I heave a heavy sigh and roll onto my side on the king-sized mattress, hand absently reaching out to grasp the covers on the empty right side, the side where Bucky usually sleeps. I've been lying down for hours yet still can't find the peace of sleep. Glancing over my shoulder, I see the clock read past midnight.
It's March 10th. Bucky just turned 101.
I should be with him, or maybe he should be with me. I'm not entirely sure there's a difference anymore, seeing as we're a broken part of each other. I used to hate the saying that soulmates were two halves of a whole. I always saw it as demeaning, the thought that he or I weren't a whole person on our own, that we needed someone else to complete us.
But the hard truth about Bucky and I is that it's true. We are broken and incomplete and lost. We are soldiers without a war and heroes without a villain. So we're left fighting off the nightmares and PTSD, waging war against our memories or lack thereof. We've given away parts of ourselves to the wars we fought and the people we lost. Some of those pieces we got back, in friends and family--Grant and Steve and Natasha among those. But some pieces have been crushed under the weight of a century apart. Calling us two halves of a whole is an oversimplification and understatement; we're less than a half after what we've been through. We haven't been a whole person in decades. We're just ghosts now.

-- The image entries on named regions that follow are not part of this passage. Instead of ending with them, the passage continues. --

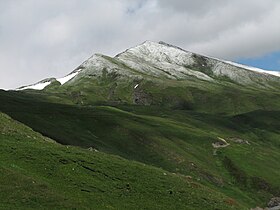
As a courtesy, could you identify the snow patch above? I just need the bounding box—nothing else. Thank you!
[16,82,51,90]
[56,69,81,85]
[223,61,280,77]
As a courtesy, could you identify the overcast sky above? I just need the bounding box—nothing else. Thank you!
[0,0,280,88]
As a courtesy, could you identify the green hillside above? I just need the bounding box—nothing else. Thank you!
[0,113,245,209]
[0,92,280,209]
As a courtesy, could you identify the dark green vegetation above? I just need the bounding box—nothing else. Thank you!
[0,91,280,209]
[0,113,244,209]
[0,42,280,210]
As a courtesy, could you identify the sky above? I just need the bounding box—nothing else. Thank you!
[0,0,280,89]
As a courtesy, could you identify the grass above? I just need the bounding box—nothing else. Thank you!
[0,90,280,208]
[0,114,245,209]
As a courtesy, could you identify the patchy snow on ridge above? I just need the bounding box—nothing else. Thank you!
[56,69,81,85]
[115,41,213,81]
[16,82,51,90]
[223,61,280,77]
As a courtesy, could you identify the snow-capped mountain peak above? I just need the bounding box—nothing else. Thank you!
[15,41,280,90]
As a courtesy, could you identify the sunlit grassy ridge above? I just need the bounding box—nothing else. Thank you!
[0,90,280,209]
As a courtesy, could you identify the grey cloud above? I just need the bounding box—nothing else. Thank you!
[0,0,280,88]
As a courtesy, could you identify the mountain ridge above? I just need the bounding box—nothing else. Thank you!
[17,41,280,90]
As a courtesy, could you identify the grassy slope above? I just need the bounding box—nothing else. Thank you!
[0,113,245,209]
[40,64,280,115]
[0,90,280,207]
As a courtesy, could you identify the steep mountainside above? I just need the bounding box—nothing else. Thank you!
[19,41,280,114]
[0,41,280,209]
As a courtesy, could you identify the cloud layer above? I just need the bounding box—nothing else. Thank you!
[0,0,280,88]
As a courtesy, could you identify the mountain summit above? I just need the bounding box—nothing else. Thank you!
[18,41,280,90]
[15,41,280,113]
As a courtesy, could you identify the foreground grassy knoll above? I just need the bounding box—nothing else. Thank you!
[0,113,246,209]
[0,90,280,208]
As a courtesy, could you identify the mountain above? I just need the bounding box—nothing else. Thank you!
[0,41,280,209]
[19,41,280,114]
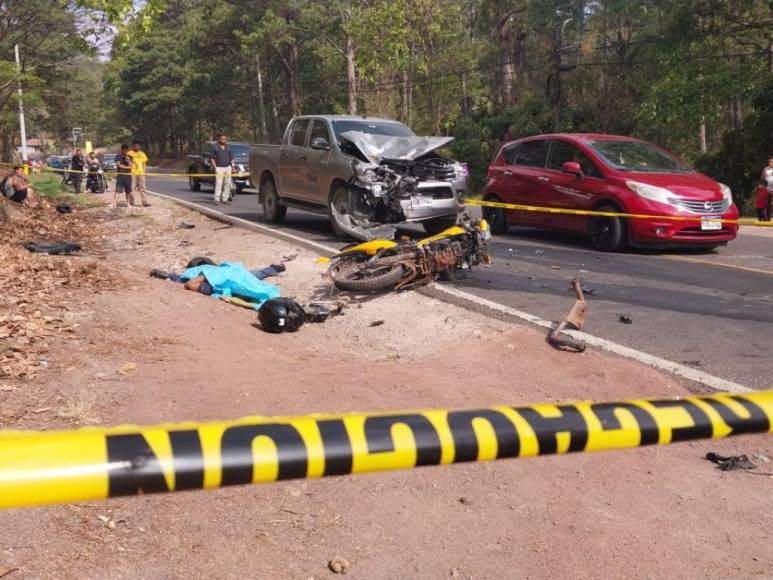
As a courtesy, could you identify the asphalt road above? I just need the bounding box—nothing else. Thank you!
[148,172,773,389]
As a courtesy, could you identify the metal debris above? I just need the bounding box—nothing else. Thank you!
[547,278,587,352]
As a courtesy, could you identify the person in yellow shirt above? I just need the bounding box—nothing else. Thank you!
[127,141,150,207]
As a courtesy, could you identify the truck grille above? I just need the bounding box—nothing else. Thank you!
[417,187,454,199]
[668,197,730,215]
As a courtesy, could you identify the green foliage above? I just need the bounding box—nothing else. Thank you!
[697,80,773,208]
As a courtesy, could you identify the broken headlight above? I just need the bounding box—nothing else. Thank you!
[355,165,380,183]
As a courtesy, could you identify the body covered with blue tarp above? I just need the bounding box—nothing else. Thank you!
[180,262,279,309]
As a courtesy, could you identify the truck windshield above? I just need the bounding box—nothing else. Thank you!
[231,143,250,157]
[333,119,413,143]
[588,139,693,173]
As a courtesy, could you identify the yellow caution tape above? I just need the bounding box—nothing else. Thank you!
[464,199,773,227]
[0,391,773,507]
[0,163,250,178]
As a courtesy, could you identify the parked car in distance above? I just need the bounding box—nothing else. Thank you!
[483,133,738,251]
[46,155,65,169]
[102,153,118,171]
[250,115,467,239]
[186,141,250,193]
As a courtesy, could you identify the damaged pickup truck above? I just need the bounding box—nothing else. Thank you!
[250,115,467,240]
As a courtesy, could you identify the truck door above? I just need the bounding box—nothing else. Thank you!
[303,119,332,204]
[279,119,311,199]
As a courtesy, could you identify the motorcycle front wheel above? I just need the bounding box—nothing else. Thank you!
[333,264,403,293]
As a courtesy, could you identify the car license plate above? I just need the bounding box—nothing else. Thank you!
[411,195,432,207]
[701,215,722,232]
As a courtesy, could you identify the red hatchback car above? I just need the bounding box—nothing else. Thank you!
[483,133,738,251]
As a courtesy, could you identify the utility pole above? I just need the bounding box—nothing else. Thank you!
[13,44,27,167]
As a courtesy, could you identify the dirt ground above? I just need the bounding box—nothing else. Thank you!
[0,200,773,580]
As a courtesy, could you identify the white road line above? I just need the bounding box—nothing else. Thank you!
[434,284,754,393]
[147,190,754,393]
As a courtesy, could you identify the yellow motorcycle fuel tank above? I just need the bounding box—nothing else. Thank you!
[338,240,397,256]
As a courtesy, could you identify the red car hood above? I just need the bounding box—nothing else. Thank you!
[625,172,722,201]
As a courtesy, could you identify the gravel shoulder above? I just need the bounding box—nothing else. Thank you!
[0,196,773,580]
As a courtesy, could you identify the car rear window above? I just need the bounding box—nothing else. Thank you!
[588,139,693,173]
[502,145,518,165]
[547,141,604,177]
[290,119,309,147]
[515,140,547,168]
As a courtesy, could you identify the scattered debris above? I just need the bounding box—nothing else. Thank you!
[24,240,81,255]
[327,557,351,574]
[118,362,137,375]
[547,278,587,352]
[97,515,115,530]
[706,452,757,471]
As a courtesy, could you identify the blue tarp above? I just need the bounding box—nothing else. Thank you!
[180,262,279,309]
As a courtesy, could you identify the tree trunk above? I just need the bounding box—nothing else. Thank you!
[345,34,357,115]
[255,53,268,141]
[287,43,301,117]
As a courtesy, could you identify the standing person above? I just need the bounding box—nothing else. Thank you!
[762,157,773,221]
[0,165,37,207]
[127,141,150,207]
[754,179,771,222]
[110,145,134,208]
[70,149,85,193]
[209,134,234,205]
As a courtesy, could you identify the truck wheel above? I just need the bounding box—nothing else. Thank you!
[328,186,349,239]
[421,215,456,236]
[590,204,628,252]
[261,180,287,224]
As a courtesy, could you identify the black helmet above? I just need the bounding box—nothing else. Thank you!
[258,298,306,333]
[185,256,217,269]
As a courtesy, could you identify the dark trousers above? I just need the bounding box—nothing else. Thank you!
[70,173,83,193]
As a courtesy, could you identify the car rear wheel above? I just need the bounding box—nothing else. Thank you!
[590,205,628,252]
[261,180,287,224]
[483,197,507,236]
[421,215,456,236]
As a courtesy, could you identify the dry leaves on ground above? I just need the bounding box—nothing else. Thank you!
[0,199,120,379]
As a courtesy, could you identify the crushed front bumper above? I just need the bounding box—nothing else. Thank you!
[400,181,464,222]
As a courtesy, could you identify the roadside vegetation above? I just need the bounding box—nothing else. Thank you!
[0,0,773,206]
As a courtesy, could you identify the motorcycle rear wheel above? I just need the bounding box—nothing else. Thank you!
[333,264,403,293]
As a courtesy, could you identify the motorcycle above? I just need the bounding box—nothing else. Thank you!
[86,167,107,193]
[328,214,492,293]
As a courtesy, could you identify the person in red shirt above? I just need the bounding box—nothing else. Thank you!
[754,180,770,222]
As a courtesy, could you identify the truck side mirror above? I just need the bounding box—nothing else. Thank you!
[561,161,582,180]
[309,137,330,151]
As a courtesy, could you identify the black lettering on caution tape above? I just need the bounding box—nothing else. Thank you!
[89,393,773,503]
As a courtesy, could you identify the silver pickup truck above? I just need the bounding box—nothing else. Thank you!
[250,115,467,239]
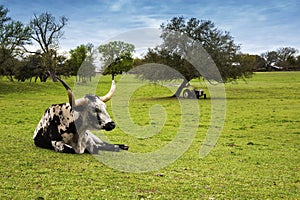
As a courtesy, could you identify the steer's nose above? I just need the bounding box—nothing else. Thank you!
[103,121,116,131]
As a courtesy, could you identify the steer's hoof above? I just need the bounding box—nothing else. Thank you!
[118,144,129,151]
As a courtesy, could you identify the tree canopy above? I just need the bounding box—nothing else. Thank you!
[30,12,68,81]
[98,41,135,75]
[0,5,31,80]
[137,17,252,95]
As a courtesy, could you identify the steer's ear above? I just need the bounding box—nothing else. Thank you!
[56,77,76,107]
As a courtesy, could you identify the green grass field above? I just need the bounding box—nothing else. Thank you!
[0,72,300,199]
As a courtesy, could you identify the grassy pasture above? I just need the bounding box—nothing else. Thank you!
[0,72,300,199]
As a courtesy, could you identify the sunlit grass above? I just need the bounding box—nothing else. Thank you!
[0,72,300,199]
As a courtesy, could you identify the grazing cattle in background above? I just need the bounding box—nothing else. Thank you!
[33,78,128,154]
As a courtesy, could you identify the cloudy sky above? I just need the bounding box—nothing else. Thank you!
[0,0,300,54]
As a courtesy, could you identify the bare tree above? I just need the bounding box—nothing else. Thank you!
[30,12,68,81]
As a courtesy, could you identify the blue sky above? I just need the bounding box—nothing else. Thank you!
[0,0,300,54]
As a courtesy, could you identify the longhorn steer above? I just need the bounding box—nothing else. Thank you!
[33,78,128,154]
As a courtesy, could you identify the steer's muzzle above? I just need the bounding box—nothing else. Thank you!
[103,122,116,131]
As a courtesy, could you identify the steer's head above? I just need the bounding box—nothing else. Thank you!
[57,78,116,131]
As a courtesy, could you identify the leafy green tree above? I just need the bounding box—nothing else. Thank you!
[30,12,68,81]
[98,41,135,75]
[137,17,245,96]
[0,5,31,81]
[262,47,298,70]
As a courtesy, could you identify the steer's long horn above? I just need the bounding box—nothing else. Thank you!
[100,76,116,102]
[56,77,76,107]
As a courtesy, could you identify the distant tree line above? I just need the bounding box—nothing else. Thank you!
[0,5,300,83]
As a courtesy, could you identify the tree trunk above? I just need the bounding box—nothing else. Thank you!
[172,79,188,97]
[50,70,58,82]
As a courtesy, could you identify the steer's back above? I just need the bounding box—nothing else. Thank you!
[33,103,76,149]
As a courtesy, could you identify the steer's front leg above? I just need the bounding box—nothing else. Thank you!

But maybe, just maybe, we get a semblance of peace in each other. Whatever our souls are made of, his and mine are the same. I think that's why we can sleep dreamlessly together. Without him, I can't sleep at all. I don't care if I'm a whole or a half or even a fraction of a percent of a whole human. If I have Bucky, I'm as whole as I need to be. If I have him, I can live with being a ghost.
I pull myself from the mattress and tip-toe for the door, pulling the Wakandan-style robe of multiple colors tightly around my frame. The hallway outside the room is dark, but I find my way in the dim nightlights past the other rooms and into the vacant laboratory.

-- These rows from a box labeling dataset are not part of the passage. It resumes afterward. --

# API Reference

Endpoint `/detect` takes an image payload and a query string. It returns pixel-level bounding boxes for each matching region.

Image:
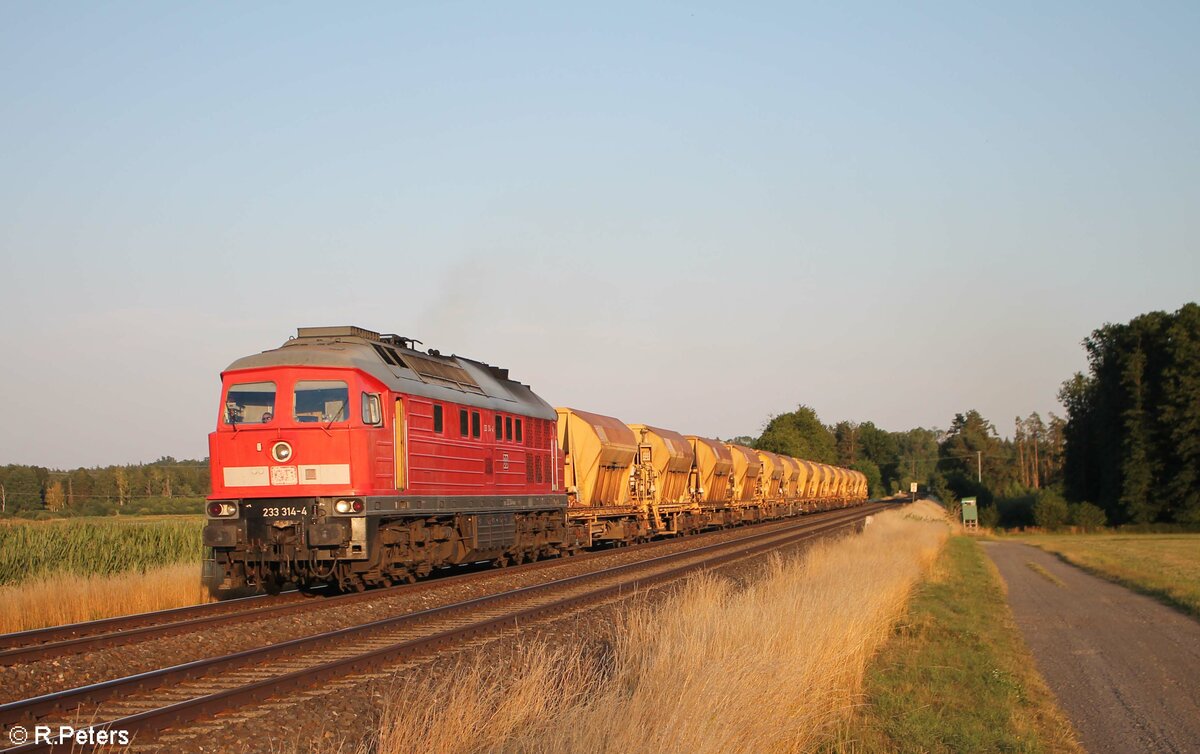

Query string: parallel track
[0,504,883,753]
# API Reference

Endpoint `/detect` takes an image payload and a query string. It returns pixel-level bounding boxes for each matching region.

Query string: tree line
[1058,304,1200,523]
[736,304,1200,528]
[0,456,209,515]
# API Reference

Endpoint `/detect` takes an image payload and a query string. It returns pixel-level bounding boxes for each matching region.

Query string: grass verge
[1020,534,1200,618]
[0,561,211,634]
[0,516,204,586]
[830,537,1082,754]
[312,503,948,754]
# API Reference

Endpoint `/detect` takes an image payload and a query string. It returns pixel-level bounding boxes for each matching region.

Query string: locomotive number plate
[263,505,308,519]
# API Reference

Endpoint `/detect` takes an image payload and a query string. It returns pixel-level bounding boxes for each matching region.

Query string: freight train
[204,327,866,597]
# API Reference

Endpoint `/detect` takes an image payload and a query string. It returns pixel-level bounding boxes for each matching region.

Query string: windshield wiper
[322,406,346,435]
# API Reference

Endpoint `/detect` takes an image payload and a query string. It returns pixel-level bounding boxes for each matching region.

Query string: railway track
[0,504,883,754]
[0,509,864,666]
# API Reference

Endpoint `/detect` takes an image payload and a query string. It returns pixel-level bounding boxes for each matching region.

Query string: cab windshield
[223,382,275,424]
[293,379,350,424]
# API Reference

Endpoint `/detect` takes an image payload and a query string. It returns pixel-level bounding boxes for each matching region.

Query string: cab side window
[362,393,383,426]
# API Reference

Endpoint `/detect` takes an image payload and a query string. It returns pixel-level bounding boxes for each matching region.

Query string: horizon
[0,2,1200,468]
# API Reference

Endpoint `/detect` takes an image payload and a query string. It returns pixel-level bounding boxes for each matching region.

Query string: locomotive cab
[204,328,575,597]
[204,366,384,591]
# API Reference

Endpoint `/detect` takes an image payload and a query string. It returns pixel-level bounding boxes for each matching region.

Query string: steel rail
[0,505,881,753]
[0,509,873,666]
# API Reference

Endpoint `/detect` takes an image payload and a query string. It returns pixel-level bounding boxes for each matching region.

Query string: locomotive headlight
[271,439,292,463]
[209,501,238,519]
[334,499,362,513]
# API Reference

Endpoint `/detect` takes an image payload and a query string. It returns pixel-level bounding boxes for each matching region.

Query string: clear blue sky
[0,1,1200,467]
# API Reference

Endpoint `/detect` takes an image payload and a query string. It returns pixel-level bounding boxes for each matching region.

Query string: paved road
[983,543,1200,754]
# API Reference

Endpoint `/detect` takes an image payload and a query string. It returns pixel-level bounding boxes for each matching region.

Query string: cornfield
[0,519,204,586]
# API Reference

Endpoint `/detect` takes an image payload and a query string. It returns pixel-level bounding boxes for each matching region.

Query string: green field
[834,537,1081,754]
[0,516,204,585]
[1019,534,1200,617]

Bucky is still in the ice, as if he'd be anywhere else. I've been here so many times since I woke up, not letting a few hours pass before I check up on him. I know there's a very slim possibility that he'll melt like I did--Shuri has made sure of it--and that's not what bothers me. What gets under my skin is that I have to spend any amount of time away from him, especially on his birthday. I know it can't be helped, and it won't last much longer, but it still makes me wish I had stayed a few weeks longer in the ice.
I heave a sigh and place my hand on the cold glass, feeling the ice chill my palm. My eyes glue to Bucky's face, and tears form in my eyes. Shuri promised me it wouldn't be much longer until she could perfect the operation needed to return Bucky to the way he was--to take out the Winter Soldier--and I have complete faith in her. But I want nothing more than him in my arms right now.